Our system achieves an F1-score of 83.35% which is a state-of-the-art  result for fine-grained named entity 
recognition (FG-NER) task. The following table shows the performance of **MTSL** when learning FG-NER task with other 
sequence labeling tasks.

### Results in F1 scores for FG-NER

| Model                                           | FG-NER | +Chunk    | +NER (CoNLL) | +POS  | +NER (Ontonotes) |
|-------------------------------------------------|--------|-----------|--------------|-------|------------------|
| Base Model (GloVe)                              | 81.51  | -         | -            | -     | -                |
| RNN-Shared Model (GloVe)                        | -      | 80.53     | 81.38        | 80.55 | 81.13            |
| Embedding-Shared Model (GloVe)                  | -      | 81.49     | 81.21        | 81.59 | 81.24            |
| Hierarchical-Shared Model (GloVe)               | -      | 81.65     | **82.14**    | 81.27 | 81.67            |
| Base Model (ELMo)                               | 82.74  | -         | -            | -     | -                |
| RNN-Shared Model (ELMo)                         | -      | 82.60     | 82.09        | 81.77 | 82.12            |
| Embedding-Shared Model (ELMo)                   | -      | 82.75     | 82.45        | 82.34 | 81.94            |
| Hierarchical-Shared Model (ELMo)                | -      | **83.04** | 82.72        | 82.76 | 82.96            |
| Base Model (GloVe) + LM                         | 81.77  | -         | -            | -     | -                |
| RNN-Shared Model (GloVe) + Shared-LM            | -      | 80.83     | 81.34        | 80.69 | 81.45            |
| Embedding-Shared Model (GloVe) + Shared-LM      | -      | 81.54     | 81.95        | 81.86 | 81.34            |
| Hierarchical-Shared Model (GloVe) + Shared-LM   | -      | 81.69     | **81.96**    | 81.42 | 81.78            |
| Base Model (ELMo) + LM                          | 82.91  | -         | -            | -     | -                |
| RNN-Shared Model (ELMo) + Shared-LM             | -      | 82.68     | 82.64        | 81.61 | 82.36            |
| Embedding-Shared Model (ELMo) + Shared-LM       | -      | 82.61     | 82.32        | 82.46 | 82.45            |
| Hierarchical-Shared Model (ELMo) + Shared-LM    | -      | 82.87     | 82.82        | 82.85 | 82.99            |
| Hierarchical-Shared Model (GloVe) + Unshared-LM | -      | 81.77     | 81.80        | 81.72 | 81.88            |
| Hierarchical-Shared Model (ELMo) + Unshared-LM  | -      | **83.35** | 83.14        | 83.06 | 82.82            |

## 2. Installation

This toolkit requires Python 3.6 and depends on Numpy, Scipy, Pytorch, and AllenNLP packages. You must have them 
installed before using **MTSL**.

The simple way to install them is using pip:

```sh
	$ pip install -U numpy scipy pytorch allennlp
```

**Note**: You need to create **embedding** folder inside **data** folder and put embedding files into this folder before
using **MTSL** toolkit. For Glove embeddings: download embedding file from 
[here](https://nlp.stanford.edu/projects/glove/). For ELMo embeddings: download weight and option files from 
[here](https://allennlp.org/elmo).

## 3. Usage

### 3.1. Data

The input data's format of **MSTL** follows CoNLL format. In particular, it consists of two columns: one column for word 
and then another for label. The table below describes an example sentence in chunking corpus (CoNLL-2000).

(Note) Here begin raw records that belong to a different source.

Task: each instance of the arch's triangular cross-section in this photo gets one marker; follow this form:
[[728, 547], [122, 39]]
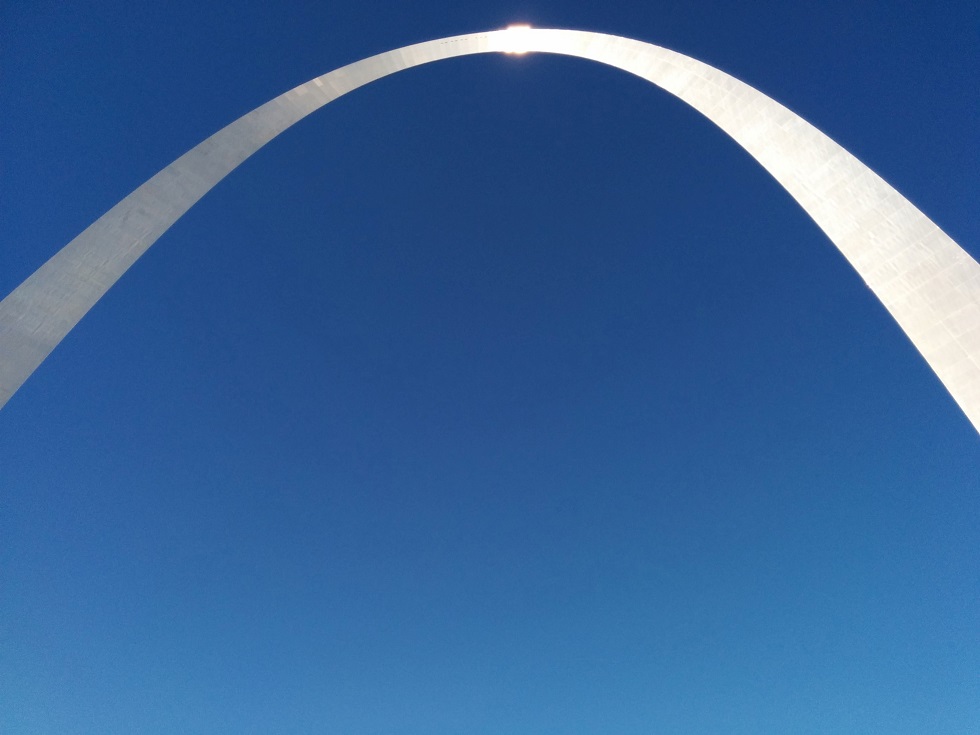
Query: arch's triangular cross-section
[[929, 284]]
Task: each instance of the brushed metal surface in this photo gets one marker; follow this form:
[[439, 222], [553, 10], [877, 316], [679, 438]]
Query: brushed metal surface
[[929, 284]]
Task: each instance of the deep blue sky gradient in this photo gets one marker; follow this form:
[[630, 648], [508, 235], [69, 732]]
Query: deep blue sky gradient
[[505, 395]]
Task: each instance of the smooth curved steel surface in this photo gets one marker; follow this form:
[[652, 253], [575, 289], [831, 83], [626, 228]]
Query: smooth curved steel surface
[[929, 284]]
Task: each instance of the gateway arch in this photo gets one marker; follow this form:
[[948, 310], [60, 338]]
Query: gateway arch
[[929, 284]]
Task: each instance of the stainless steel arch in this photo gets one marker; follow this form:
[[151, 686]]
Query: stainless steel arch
[[929, 284]]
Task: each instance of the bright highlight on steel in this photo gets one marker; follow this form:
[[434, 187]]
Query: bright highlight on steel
[[929, 284]]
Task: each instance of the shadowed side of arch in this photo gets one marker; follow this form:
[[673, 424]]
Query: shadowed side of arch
[[929, 284]]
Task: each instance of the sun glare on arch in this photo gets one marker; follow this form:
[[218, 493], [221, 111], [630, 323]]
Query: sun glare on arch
[[517, 39]]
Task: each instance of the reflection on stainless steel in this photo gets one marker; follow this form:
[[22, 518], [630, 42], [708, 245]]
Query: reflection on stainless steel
[[930, 285]]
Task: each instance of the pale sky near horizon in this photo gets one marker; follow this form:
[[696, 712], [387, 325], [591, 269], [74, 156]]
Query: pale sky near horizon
[[504, 395]]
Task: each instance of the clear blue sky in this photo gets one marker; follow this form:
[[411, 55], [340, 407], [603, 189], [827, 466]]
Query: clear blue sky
[[505, 395]]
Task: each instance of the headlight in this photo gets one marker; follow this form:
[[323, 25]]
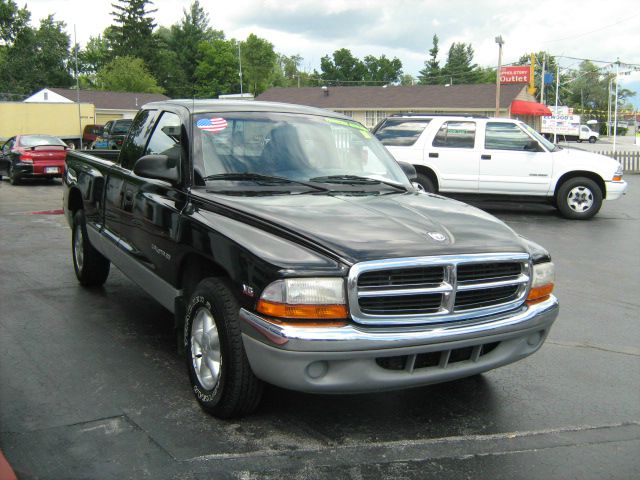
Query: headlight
[[542, 282], [304, 298]]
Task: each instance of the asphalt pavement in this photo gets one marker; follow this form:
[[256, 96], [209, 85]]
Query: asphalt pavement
[[91, 386]]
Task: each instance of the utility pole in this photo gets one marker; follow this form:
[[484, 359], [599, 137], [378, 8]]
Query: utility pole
[[555, 126], [77, 85], [609, 108], [615, 115], [500, 42], [544, 66], [240, 63]]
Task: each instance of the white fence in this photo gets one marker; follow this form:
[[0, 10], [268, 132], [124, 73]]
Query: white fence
[[630, 160]]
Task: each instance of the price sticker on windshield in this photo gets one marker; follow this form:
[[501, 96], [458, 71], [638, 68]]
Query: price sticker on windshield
[[213, 125]]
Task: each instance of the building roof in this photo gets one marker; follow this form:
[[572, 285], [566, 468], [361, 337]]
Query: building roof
[[110, 100], [417, 97]]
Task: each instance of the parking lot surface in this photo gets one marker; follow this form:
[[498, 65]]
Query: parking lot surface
[[91, 386]]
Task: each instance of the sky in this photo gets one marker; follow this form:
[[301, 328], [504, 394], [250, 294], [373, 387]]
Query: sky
[[404, 29]]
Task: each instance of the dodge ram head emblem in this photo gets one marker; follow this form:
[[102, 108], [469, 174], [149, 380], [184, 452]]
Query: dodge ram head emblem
[[437, 236]]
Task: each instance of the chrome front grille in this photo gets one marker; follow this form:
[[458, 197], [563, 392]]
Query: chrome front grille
[[437, 289]]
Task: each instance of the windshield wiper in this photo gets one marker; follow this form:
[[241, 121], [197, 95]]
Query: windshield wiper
[[357, 180], [258, 177]]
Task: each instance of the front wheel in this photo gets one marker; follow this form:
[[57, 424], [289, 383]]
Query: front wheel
[[579, 198], [14, 178], [91, 267], [220, 374]]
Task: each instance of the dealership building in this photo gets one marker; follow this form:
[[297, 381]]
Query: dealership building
[[369, 105]]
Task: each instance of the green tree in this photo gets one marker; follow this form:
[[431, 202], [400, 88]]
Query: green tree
[[51, 54], [342, 67], [287, 72], [382, 70], [167, 69], [13, 20], [36, 58], [459, 67], [184, 40], [127, 74], [217, 72], [407, 80], [132, 31], [258, 62], [430, 75], [95, 55]]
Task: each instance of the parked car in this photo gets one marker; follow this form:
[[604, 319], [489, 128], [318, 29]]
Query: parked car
[[500, 158], [113, 135], [91, 133], [32, 156], [292, 249]]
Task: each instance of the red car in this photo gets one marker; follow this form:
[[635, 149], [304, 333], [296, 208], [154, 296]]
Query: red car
[[32, 156]]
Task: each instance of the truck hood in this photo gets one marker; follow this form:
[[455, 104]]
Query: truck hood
[[579, 159], [366, 227]]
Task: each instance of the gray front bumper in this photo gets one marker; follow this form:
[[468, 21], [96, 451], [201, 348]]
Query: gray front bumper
[[348, 359]]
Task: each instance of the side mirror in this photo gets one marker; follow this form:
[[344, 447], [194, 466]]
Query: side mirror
[[532, 146], [159, 167], [409, 170]]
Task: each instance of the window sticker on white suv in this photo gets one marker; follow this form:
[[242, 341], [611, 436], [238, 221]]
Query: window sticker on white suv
[[456, 135], [505, 136], [401, 133]]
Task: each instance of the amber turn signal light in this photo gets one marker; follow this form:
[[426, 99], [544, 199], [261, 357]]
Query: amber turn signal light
[[283, 310], [538, 294]]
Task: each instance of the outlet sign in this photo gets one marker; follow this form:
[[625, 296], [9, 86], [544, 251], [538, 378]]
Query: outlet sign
[[515, 74]]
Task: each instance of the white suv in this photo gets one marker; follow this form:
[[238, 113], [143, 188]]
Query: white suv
[[499, 157]]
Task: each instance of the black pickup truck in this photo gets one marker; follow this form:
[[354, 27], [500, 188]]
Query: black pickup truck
[[294, 250]]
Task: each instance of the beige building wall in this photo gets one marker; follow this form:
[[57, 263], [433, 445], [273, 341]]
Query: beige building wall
[[370, 118], [58, 119]]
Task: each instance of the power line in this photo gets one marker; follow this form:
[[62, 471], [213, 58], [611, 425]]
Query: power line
[[594, 31]]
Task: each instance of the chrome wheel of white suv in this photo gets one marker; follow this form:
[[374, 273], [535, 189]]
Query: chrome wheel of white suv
[[579, 198]]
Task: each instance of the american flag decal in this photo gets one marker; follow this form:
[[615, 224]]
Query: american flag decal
[[212, 124]]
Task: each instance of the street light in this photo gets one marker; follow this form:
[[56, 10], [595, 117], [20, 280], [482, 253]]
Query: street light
[[500, 42]]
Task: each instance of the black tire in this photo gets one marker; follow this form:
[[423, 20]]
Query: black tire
[[14, 179], [212, 313], [426, 183], [91, 267], [579, 198]]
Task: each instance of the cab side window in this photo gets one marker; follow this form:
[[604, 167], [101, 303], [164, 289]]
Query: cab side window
[[456, 134], [394, 132], [165, 139], [136, 140], [505, 136]]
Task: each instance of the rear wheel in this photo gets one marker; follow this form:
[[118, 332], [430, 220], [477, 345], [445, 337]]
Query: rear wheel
[[579, 198], [91, 267], [220, 374], [426, 183]]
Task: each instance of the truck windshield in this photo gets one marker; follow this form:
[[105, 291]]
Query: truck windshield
[[302, 148]]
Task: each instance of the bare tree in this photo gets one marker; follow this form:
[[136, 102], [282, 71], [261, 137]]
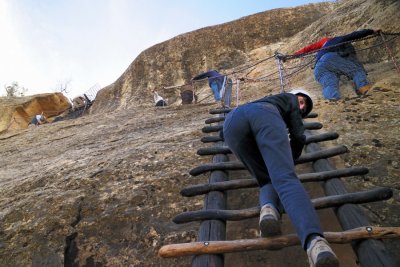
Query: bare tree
[[15, 90], [63, 86]]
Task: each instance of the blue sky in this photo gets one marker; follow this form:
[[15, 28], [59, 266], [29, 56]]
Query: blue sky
[[46, 43]]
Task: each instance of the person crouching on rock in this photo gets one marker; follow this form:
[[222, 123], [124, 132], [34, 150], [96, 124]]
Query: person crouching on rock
[[38, 120], [257, 133]]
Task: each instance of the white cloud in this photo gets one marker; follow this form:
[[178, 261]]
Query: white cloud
[[45, 43]]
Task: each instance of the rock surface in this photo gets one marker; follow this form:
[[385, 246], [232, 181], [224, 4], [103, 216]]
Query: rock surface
[[101, 190], [17, 112]]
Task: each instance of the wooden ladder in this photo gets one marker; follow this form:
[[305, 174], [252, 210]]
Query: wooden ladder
[[212, 244]]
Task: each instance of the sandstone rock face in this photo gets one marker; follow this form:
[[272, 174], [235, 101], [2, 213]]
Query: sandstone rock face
[[220, 47], [17, 112], [102, 189]]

| Word             | Label |
|------------------|-------|
| His              | B-NP  |
| firm             | I-NP  |
| ,                | O     |
| along            | B-PP  |
| with             | B-PP  |
| some             | B-NP  |
| others           | I-NP  |
| ,                | O     |
| issued           | B-VP  |
| new              | B-NP  |
| buy              | I-NP  |
| recommendations  | I-NP  |
| on               | B-PP  |
| insurer          | B-NP  |
| stocks           | I-NP  |
| yesterday        | B-NP  |
| .                | O     |

**Note**: Only chunking corpus is provided in this toolkit.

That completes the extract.